Su compañera, Josefa Ernaga, fue detenida en Barcelona en 1987. Se le condenó a más de 900 años de prisión y seguiría encarcelada hasta agosto de este año de no ser por la derogación de la doctrina Parot. La terrorista abandonó la cárcel de Logroño en diciembre de 2014.
Domingo Troitiño, tercer miembro del comando, entró en ETA de la mano de su hermano Antton. Fue uno de los terroristas más duros de la banda, implicado en una veintena de asesinatos. Lo detuvieron en Barcelona en 1987 junto a Josefa Ernaga y un tercer etarra. Pasó por varias prisiones hasta que la Audiencia Nacional ordenó su excarcelación en noviembre de 2013 tras la derogación de la doctrina Parot. Su último destino carcelario fue el centro de Teixeiro, en La Coruña.
Santi Potros encabezaba ETA cuando se perpetró la masacre de Hipercor. Fue detenido en Anglet (Francia) y estuvo encarcelado en el país vecino hasta el año 2000, cuando se le extraditó a España.
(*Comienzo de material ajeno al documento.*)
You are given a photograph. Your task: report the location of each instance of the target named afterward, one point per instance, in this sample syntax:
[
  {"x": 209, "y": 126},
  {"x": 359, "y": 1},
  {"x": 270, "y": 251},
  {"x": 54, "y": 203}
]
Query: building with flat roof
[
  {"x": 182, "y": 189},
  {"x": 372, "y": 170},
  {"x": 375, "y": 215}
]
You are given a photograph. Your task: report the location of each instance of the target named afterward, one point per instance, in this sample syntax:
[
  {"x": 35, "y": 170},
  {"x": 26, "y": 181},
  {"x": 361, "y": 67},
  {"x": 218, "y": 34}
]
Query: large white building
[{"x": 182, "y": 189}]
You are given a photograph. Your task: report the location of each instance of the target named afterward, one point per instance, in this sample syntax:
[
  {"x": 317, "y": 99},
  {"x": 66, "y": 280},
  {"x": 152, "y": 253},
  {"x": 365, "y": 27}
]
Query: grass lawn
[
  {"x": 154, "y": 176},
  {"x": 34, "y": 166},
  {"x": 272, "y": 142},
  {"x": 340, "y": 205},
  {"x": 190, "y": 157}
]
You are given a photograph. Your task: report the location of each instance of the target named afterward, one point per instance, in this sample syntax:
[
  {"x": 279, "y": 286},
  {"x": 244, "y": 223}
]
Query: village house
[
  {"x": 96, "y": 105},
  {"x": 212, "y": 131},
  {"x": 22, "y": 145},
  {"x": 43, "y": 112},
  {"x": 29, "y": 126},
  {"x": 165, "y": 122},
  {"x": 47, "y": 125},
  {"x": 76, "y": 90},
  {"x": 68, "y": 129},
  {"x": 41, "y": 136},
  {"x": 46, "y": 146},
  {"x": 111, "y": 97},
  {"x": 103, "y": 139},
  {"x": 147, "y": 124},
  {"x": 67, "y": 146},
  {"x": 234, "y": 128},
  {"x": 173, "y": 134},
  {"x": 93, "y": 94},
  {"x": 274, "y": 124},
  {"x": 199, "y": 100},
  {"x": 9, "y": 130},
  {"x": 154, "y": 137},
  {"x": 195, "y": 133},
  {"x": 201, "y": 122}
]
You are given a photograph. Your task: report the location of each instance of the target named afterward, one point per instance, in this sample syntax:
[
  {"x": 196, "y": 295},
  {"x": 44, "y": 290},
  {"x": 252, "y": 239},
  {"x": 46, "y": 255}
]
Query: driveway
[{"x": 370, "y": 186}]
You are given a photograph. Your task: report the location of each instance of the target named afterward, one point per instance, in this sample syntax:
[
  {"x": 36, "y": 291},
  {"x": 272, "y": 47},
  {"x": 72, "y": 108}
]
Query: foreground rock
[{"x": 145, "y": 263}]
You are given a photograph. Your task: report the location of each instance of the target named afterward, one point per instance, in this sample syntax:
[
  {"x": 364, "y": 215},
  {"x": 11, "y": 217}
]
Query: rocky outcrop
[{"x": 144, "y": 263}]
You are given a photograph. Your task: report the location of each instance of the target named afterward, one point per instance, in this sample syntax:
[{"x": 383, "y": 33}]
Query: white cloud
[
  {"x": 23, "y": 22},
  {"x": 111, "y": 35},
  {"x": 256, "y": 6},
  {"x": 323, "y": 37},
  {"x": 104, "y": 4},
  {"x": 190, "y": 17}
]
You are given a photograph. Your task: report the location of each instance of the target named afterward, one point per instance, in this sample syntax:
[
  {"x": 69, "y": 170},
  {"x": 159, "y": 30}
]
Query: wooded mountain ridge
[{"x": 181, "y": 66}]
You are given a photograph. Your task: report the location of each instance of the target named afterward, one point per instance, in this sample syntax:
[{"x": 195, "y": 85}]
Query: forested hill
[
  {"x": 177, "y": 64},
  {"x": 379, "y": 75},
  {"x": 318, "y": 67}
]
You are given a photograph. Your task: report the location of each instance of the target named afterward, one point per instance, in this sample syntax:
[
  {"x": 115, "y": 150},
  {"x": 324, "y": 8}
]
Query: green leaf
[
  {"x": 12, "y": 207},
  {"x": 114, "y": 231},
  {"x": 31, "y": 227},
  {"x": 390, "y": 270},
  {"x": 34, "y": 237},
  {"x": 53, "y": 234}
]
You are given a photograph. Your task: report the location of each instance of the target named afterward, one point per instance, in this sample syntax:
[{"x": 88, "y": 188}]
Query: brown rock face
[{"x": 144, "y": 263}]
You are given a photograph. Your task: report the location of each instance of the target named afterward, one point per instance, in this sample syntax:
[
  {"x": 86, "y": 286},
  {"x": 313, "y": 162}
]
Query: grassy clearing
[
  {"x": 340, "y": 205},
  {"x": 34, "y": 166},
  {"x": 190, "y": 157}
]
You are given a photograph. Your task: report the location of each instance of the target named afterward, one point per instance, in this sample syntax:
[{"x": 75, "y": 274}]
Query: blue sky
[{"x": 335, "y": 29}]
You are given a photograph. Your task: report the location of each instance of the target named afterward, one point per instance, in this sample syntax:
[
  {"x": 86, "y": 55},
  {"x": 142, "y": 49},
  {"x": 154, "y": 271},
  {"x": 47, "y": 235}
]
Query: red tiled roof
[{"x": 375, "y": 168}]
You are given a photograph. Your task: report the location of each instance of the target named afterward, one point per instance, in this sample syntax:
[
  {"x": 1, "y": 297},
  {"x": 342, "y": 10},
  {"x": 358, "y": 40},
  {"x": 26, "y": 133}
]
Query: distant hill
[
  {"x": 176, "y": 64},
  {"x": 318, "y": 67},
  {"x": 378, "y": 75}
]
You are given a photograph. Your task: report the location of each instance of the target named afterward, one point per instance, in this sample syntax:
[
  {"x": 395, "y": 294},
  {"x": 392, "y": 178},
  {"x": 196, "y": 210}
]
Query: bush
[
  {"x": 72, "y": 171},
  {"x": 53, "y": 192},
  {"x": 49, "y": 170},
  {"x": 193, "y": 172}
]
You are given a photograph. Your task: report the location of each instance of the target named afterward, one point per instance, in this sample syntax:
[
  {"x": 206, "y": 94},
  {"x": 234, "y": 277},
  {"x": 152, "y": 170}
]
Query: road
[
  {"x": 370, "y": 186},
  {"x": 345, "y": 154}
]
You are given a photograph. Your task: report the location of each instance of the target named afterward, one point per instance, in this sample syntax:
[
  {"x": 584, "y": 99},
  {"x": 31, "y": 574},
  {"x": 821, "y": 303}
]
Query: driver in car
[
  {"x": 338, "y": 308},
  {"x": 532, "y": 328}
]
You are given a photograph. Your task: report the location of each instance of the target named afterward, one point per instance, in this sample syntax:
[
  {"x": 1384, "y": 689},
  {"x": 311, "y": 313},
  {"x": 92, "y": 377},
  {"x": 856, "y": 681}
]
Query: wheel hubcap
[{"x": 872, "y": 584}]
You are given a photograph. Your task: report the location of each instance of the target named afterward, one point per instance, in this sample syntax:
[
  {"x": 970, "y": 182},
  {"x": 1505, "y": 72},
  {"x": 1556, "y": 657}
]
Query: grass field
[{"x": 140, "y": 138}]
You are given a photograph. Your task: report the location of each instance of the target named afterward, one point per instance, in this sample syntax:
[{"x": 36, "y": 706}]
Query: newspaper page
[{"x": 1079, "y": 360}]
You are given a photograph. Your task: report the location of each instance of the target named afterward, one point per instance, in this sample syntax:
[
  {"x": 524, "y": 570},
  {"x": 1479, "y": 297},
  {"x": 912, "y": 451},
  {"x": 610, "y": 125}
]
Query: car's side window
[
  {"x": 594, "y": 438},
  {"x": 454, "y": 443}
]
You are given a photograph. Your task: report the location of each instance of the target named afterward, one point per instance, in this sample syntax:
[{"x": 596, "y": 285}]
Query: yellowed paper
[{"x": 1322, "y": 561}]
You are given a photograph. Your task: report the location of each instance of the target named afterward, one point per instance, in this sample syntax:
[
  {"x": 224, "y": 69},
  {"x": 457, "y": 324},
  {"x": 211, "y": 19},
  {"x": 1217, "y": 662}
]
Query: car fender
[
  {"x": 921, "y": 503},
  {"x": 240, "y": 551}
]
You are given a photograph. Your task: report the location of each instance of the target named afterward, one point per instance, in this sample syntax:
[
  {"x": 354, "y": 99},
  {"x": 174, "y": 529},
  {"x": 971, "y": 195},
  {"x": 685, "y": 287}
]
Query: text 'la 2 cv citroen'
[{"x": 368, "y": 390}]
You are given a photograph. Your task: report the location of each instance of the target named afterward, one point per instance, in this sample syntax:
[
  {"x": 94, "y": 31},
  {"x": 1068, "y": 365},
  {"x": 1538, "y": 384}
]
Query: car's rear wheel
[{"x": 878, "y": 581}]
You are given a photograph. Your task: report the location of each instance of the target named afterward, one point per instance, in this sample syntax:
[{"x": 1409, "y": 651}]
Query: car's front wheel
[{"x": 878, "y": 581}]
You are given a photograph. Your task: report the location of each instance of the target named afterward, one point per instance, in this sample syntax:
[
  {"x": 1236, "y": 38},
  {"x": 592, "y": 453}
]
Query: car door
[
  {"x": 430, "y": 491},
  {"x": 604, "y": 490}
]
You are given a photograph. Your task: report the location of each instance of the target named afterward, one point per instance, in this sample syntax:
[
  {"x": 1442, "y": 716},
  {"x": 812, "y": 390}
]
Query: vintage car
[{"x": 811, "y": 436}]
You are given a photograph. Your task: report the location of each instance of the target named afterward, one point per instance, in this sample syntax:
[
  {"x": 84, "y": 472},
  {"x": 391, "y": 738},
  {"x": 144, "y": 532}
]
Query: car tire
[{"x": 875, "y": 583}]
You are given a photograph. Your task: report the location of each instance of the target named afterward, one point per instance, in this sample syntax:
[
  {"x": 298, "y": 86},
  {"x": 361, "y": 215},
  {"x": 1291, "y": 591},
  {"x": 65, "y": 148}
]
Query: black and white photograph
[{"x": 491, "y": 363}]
Las penas que acumula le mantendrán en prisión hasta 2025. Actualmente se encuentra en la cárcel salmantina de Topas.
Entre los cuatro perpetraron un atentado que convirtió a Pedro Ortega en un héroe desconocido, que hasta hoy -por una mezcla de respeto a las víctimas y por falta de disposición- ha permanecido en silencio. Han pasado 30 años, pero sus informes médicos avalan una “disnea de esfuerzo” y una “expectoración en ocasiones”: “Víctima del atentado de Hipercor en el año 1987. Inhalación aguda de humos secundario en el lugar del atentado. A raíz de este acontecimiento empieza con problemas sanitarios”, reza el informe del hospital Sant Joan de Deu.
Los partes médicos avalan su condición de víctima del terrorismo. El Ministerio del Interior, la rechaza. No considera que sus experiencias encajen en los parámetros necesarios para ser inscrito en la lista de víctimas y, por tanto, le deniega la indemnización correspondiente.
- ¿Volvería a repetir lo que hizo?
Sin duda alguna. Aunque sólo fuese por humanidad.